Proximate problem: having read the storage documentation many times over the past 3 years and re-reading much of it in the past week, I’m unable to find any way to make this sort of deployment work. It seems that if I use a shared fs image repository, OpenNebula always creates a symlink for the system disk image, which means I’ve got the VM doing writes to the NFS share, which makes it a non-solution. The only thing I’ve been able to come up with is to create another image repository DS (on the NFS server, because that’s where I have space) configured to use the ssh TM and clone the images for the relevant DMs into it. This works, but it slows deployment and taxes the frontend needlessly, because it’s pulling the whole image from a NFS mount and writing it out via ssh (over a lesser network) rather than just telling the host to copy the image from the NFS server directly. Also, because OpenNebula doesn’t know the host can see the image in shared storage, it copies the whole image back and forth as needed rather than just using the handy qcow2 backing store trick.
I can’t believe that I’m the first person to have wanted this model of deployment and that there’s not some combination of datastore, image, and VM template attributes that will give me a more efficient and less cluttered method of getting a persistent image deployed to host-local storage for performance.
The “dirty” solution is you can create cluster for each nodes and have the image stored on the respective cluster. So when you deploy the image, it will start from the node where the cluster is mapped.
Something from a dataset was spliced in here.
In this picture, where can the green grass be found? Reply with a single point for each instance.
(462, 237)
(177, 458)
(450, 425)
Of course this solution doesnt provide HA
We enhanced our NFS infrastructure and educated the customer about the nature of reality on ANY “cloud” platform sufficiently to make our standard deployment model using NFS datastores acceptable. Problem solved.
I have found no way to make persistent system images that reside when not in use on qcow2 (shared) datastores deploy efficiently to a host-local System datastore and have runtime changes persisted back to the original location when undeployed without performing whole-image copies through the management interfaces of the front-end and host in both directions.
As soon as I can add 6 hours of alert & focused coding time to each day for a few weeks, I will try to write a custom driver to do this. Absent such a magical 30-hour day, it shall remain a fantasy.
I made a copy of the ssh driver and some small modifications to use rcp instead of ssh to copy the persistent images to the nodes . I tried different ways, using the hpn ssh variant
etc. but the problem was always using scp/ssh for data transfer which was very limited and not able to saturate a 10g network. So I decided to go for rcp, as we dont need encryption for the transfers.
The rcp variant indeed still needs lots of GB to be transferred during deploy or shutdown but using a 10G network this is much faster than using ssh (I measured up to 700MB/sec depending on the IO workload and remaining capacitiy available on the nodes).
Before I did it similar using modifications to the ssh tm_mad logging in to the nodes and copying the images from an NFS server. But I did not want to have each node to get access to the persistent image datastore.
So this way I got
No shared filesystem for the image repository (this is “local” to the frontend only)
up to 8 times faster deployment times compared to ssh
depending on SLAs (downtimes during migrations etc.) it is still usable even with VMs having larger qcow2 disks.
as a result the speed of the local disks (especially when using SSD only hosts)
The main requirement is, that the front end has enough bandwidth to read from and write to the image repository.
The nodes need only little preparation (rshd to be installed).
This can be perfectly mixed with other storage integrations (NFS, Moose etc.).
If you are interested I can send more details and also a diff of the modifications I made to the ssh driver to create the rcp driver out of it.